In the broadest sense, 2 Days in Paris is a romantic comedy heavy on the comedy and light on the romance, and that was a smart idea. Delpy being the indie actress she is, was not interested in making a typical Hollywood romantic comedy. Here she not only directs but also wrote the script, edited the film and composed the music. The good news is that the film is a resounding success, so funny at times that I laughed out loud. Delpy and Goldberg play lovers who on the way back from a not so great week in Venice, and make a 2-day pit stop in Paris to see her family and pick up her cat. Family is the operative word here because Delpy employs both her mother and her father as her character's parents who are just a little off and hysterically funny.
Delpy's humor is so smart. Her character is a photographer with a vision problem. When she misplaces her contacts she spends part of the film wearing huge glasses that take up her entire face forcing us to look beyond her beauty to actually see her. She deliberately tries to keep her characters, and us, off-balance. Marion and Jack are a couple in trouble. Marion is kind of flighty and Jack is very uncomfortable in his skin and in Europe, and descends quickly into a pathetic typical American tourist taking way too many pictures and wanting everything to be exactly as it is at home. In a hilarious moment when Jack and Marion are trying to get back on track they attempt to have sex and when he can't get the condom on he yells "Is this a kid's size condom? Do they make condoms for kids?" The film illuminates the crux of their problems -- she's not good at commitment and he's extremely jealous. Throughout the trip they run into her ex-boyfriends and Jack becomes more and more untethered until they both explode.
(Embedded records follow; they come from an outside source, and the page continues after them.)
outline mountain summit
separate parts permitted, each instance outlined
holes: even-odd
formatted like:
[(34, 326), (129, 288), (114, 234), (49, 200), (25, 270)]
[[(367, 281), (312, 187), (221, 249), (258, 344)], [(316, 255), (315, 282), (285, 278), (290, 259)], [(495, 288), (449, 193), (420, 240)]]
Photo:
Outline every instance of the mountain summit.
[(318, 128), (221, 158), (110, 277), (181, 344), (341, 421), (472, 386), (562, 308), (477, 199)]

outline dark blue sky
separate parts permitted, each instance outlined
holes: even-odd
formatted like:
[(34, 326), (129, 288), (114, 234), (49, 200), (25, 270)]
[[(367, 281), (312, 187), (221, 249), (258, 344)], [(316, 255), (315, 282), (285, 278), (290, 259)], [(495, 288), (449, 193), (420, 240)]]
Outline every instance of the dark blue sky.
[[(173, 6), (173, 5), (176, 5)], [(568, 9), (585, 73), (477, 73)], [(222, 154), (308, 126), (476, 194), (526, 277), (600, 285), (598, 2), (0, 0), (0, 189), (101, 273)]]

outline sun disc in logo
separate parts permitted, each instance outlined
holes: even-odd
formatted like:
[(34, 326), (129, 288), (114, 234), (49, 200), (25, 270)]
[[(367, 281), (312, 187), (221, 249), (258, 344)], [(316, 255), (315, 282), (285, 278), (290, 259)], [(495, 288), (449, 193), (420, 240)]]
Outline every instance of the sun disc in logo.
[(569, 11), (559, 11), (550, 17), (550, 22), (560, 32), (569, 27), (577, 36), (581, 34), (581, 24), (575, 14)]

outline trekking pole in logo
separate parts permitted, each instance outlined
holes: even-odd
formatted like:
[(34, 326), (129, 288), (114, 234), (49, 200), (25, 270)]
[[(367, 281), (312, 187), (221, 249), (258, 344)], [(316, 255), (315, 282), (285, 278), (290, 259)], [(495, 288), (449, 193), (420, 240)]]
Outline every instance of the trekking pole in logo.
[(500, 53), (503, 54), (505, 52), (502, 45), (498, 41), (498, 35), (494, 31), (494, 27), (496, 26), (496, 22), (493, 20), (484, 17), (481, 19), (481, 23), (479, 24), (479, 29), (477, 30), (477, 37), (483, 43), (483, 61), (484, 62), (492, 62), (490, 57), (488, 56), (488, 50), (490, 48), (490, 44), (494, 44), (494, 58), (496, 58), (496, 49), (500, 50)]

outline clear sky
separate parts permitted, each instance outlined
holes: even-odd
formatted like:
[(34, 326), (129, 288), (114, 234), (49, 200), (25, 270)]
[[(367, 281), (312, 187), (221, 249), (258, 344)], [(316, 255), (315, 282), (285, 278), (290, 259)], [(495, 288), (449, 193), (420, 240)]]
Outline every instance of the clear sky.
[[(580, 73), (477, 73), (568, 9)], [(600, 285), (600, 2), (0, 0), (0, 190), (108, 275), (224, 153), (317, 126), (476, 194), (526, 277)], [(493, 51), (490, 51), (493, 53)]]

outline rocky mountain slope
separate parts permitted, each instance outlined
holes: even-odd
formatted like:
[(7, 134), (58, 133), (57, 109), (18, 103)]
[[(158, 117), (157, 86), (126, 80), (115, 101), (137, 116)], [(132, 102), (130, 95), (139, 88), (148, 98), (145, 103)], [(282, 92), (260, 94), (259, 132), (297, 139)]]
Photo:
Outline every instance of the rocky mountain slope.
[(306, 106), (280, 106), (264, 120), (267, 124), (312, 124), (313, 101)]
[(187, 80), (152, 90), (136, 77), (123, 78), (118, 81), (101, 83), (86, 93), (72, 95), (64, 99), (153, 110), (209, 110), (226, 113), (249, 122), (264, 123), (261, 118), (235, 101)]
After years of working as an actress, Delpy has made a seamless transition to the directing chair. As a director, she is interested in making action movies and thrillers and now hopefully that she has proved herself as adept, she won't have to be forced to lie to get financial backing for her films. Sadly, her story is probably more common than we would think. I wonder how many male directors had to jump through the same type of hoops that Delpy did?